The worst state in America to have HIV

Backward laws and ignorant legislators make Mississippi an especially deadly place to be sick By Irin Carmon, salon.com

Recently, an elderly woman in Mississippi was left alone on the curb outside a hospital emergency room. The woman didn’t have a medical emergency. She’d been dumped by the nursing room employees who had learned that she had HIV, according to a lawyer at the Mississippi Center for Justice to whom she was eventually referred.

Mississippi’s neighbors have been known to thank God for Mississippi — when your state ranks 48th or 49th in just about every sad statistic about health or poverty in America, it’s nice to know you’ll always look better than someone. The state’s indicators for HIV and AIDS are about as horrific, although the 9,546 people in the state reported to have the virus probably aren’t particularly grateful about it.

The state has the highest new infection rate and greatest percentage of people living with HIV in the country, and by many measures, the least interest in helping them. Elsewhere, HIV/AIDS has become manageable with anti-retroviral therapy, but a Mississippian with HIV/AIDS is almost twice as likely to die than the average American with the virus; HIV-positive African-Americans in Mississippi are ten times as likely to die from it than their white neighbors. African-Americans are only 37.5 percent of the population, but represent 78 percent of new HIV infections. Meanwhile, an abstinence-education statute forbids even programs offering information about condoms to demonstrate how to use them, but does include a requirement to mention the anti-sodomy laws still on the books.

Combine racism and political indifference to poverty with homophobia — there’s been a rapid rise in infections among young men having sex with men in the state — and you’ve got a public health disaster that state politicians mostly ignore, or worse. ”I’ve been called a nigger and a faggot by state legislators right in the Capitol,” Alonzo Dukes, executive director of the Southern AIDS Commission in Greenville, Miss., told Human Rights Watch for a recent report.
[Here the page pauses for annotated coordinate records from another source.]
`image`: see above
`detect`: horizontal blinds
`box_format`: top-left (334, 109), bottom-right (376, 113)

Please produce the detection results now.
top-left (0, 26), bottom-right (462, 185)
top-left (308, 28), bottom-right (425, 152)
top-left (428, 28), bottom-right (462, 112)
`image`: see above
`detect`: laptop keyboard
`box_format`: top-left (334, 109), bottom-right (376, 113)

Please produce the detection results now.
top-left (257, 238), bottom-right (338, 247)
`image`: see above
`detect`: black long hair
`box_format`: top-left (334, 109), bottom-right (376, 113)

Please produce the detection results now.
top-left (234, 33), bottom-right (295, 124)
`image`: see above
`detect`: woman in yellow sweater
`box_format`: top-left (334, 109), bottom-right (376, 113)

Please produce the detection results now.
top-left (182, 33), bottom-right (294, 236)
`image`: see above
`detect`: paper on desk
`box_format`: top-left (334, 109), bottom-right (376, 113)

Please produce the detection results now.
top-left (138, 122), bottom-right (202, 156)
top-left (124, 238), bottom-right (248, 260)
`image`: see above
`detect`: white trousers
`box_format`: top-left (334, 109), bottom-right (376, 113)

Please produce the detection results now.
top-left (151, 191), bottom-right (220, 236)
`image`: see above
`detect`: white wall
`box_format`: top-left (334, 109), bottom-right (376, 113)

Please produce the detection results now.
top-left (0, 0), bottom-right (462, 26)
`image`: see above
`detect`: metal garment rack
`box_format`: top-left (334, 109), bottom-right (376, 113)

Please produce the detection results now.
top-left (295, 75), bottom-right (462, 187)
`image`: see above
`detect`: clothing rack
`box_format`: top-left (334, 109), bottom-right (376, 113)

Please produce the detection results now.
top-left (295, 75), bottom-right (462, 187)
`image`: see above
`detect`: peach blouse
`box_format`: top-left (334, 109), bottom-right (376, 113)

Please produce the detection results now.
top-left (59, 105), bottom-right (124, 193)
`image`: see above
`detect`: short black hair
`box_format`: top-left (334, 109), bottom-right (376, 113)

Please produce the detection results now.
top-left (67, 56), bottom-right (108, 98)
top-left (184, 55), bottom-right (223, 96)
One of the few advocates for people living with HIV, state Rep. John Hines, says in the same report, “Legislators in Mississippi don’t see it as a public health crisis; they see it as a punishment for an unhealthy lifestyle.” The state contributes only $750,000 towards HIV/AIDS programs, out of a budget of $4.9 billion.

In other words, there’s very little to prevent employers and housing providers from discriminating against people with HIV, especially because the state doesn’t have any anti-discrimination laws and Mississippi also ranks 49th in funding civil legal services for the poor, according to the state’s Access to Justice Commission.

Even those who can afford a lawyer might have trouble. “I’ve heard stories of even lawyers turning clients away when they have AIDS,” says Marni von Wilpert, a fellow with the Mississippi Center for Justice. “People think they can get it from handshakes or hugs.”

Human Rights Watch also indicted the state for “punitive, stigmatizing, and discriminatory policies that undermine efforts to reach the population’s most vulnerable to HIV … leav[ing] people with HIV/AIDS without treatment at rates comparable to those in Botswana, Ethiopia, and Rwanda.” Advocates report hearing stories of public health officials showing up at workplaces and homes without any regard for confidentiality — terrifying in small rural communities where the stigma of HIV is brutalizing.

Robin Webb, executive director of A Brave New Day, which provides support services to people with HIV/AIDS, says this fans long-standing mistrust of government medical services in the African-American community going back to the Tuskegee syphilis studies. “The government actually plays out that whole Tuskegee scenario when it becomes a punitive force. The way they handle public health is all about authoritative punishment.” They are also terrified of what will happen to their lives if their infection is discovered. ”The No. 1 punishment is to kick people out of the church,” says Webb. “These are the people who talk about Jesus and the lepers.”

One MCJ client, admitted to the hospital for seizures, woke up to discover the doctor had informed a relative, in violation of medical privacy laws, that the patient had AIDS. ”People are not going to seek care if they think everyone in their family is going to find out,” says Von Wilpert. Meanwhile, Von Wilpert says, the state has chosen only to distribute free AIDS drugs at limited Department of Health locations. “People are traveling two or three counties over to even get the drugs,” she says — or not traveling at all.

The good news is that advocates believe they have an ally in the state’s new STD/HIV director, Nicholas Mosca. Von Wilpert and her colleagues are launching a new medical-legal partnership program, as well as an office in the hard-hit Delta region. Webb, who grew up in the Delta but lived in New York during the AIDS crisis and subsequent activism, says he’s trying to import that language of empowerment and self-management to his home state, and try to undo the shame and stigmatization. “I think most of us realize that diseases, especially lethal diseases, love secrets,” he said.